En 1969, pour respecter cette logique, Mgr Anguillé fut placé à la tête de l'Archidiocèse peuplé de Ngwèmyèné certes, mais avec une population plus cosmopolite venant d'horizons divers dont la principale langue de communication était le français. Et Mgr François Ndong fut affecté dans le Diocèse d'Oyem.
Des sources invérifiables, notamment dans l'opinion publique, parlent d'une possible nomination de Mgr Ndong à la tête du diocèse d'Oyem pour l'éloigner de la capitale Libreville et des affaires politiques car il était, après 1960, très critique sur la politique de Léon Mba et son régime au point d'être surnommé "Ndong Makarios" 332 par les militants du Parti de Léon Mba, le BDG, qui pensaient que Mgr Ndong était animé par les même intentions.
La nomination des premiers évêques gabonais entre 1961 et 1969 semble surtout avoir obéi aux « critères internes » de la Mission du Gabon pour pérenniser l’œuvre chrétienne.
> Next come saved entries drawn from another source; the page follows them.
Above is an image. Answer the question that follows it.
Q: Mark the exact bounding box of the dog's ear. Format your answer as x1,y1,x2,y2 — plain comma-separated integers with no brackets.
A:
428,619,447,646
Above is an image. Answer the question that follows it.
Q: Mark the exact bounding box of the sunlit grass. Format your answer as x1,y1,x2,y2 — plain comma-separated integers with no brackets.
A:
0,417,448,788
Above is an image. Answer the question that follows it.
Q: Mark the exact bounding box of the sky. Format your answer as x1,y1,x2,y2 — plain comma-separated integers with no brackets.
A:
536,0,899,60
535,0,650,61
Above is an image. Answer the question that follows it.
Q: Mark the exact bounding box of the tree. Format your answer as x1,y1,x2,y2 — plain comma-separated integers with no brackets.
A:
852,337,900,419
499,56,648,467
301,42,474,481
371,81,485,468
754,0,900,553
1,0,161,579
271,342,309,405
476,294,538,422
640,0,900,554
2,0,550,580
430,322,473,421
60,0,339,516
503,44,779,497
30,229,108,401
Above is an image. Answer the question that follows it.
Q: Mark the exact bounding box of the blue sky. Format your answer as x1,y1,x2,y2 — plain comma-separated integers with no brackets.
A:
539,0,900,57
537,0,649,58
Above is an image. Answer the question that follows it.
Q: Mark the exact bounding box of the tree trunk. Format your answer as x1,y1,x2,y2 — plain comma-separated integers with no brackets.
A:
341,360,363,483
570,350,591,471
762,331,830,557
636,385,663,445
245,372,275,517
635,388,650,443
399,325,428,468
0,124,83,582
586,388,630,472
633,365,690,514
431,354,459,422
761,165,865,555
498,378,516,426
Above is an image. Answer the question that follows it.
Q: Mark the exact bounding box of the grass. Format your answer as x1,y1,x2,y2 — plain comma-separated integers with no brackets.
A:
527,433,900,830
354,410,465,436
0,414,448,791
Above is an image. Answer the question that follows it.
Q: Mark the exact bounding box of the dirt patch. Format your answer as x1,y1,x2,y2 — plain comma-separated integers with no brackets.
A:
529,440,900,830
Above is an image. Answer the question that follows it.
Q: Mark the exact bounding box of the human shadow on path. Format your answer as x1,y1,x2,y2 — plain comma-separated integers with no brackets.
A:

Mais l’opinion laïque a retenu d’autres critères à tendances ethniques et régionalistes. Cette pensée a prévalu jusqu'à nos jours. Cela est d'autant plus vrai qu'en 1980, lorsqu'il s'est agi du départ en retraite de Mgr Ndong, une frange de la population du Diocèse d'Oyem avait revendiqué la nomination d'un natif du diocèse 333 .
La fin institutionnelle de la Mission, la création des premiers diocèses et l'ordination des premiers évêques eurent aussi pour corollaires les mutations du personnel religieux. Qu’en était-il de ce personnel?
Les principaux animateurs de la vie politique au Gabon, sur le plan national, étaient originaires de la région de l’Estuaire. Il s’agit de par exemple de Léon Mba, Jean Hilaire Aubame et Paul Gondjout. Nous en parlons dans le Chapitre II. Les premiers évêques du Gabon étaient aussi originaires de cette région.
L'acculturation religieuse c'est le fait d'introduire dans la culture des peuples indigènes des éléments religieux du catholicisme. En convertissant les gabonais, les missionnaires pratiquaient de l'acculturation religieuse. Ce phénomène est le contraire de l'inculturation religieuse. Le fait d'introduire dans le rite catholique romain des éléments de la culture des indigènes. L'inculturation religieuse est encore au stade des balbutiements au Gabon.
Ecrits privés du Père Sillard sur Mgr François Ndong. Ils nous ont été remit lors des entretiens de mars 2000 à Chevilly-Larue.
Archives CSSP, Fond Pouchet, Boite 1002. Ce nom est contenu dans un tract contre Mgr François. Ndong Makarios du non de l’archevêque président chypriote. Mikhail Mouskos (1913-1977) archevêque de Chypre en 1950 sous le non de Makarios III.
Témoignages oraux, entretiens collectifs à Oyem, septembre 2002.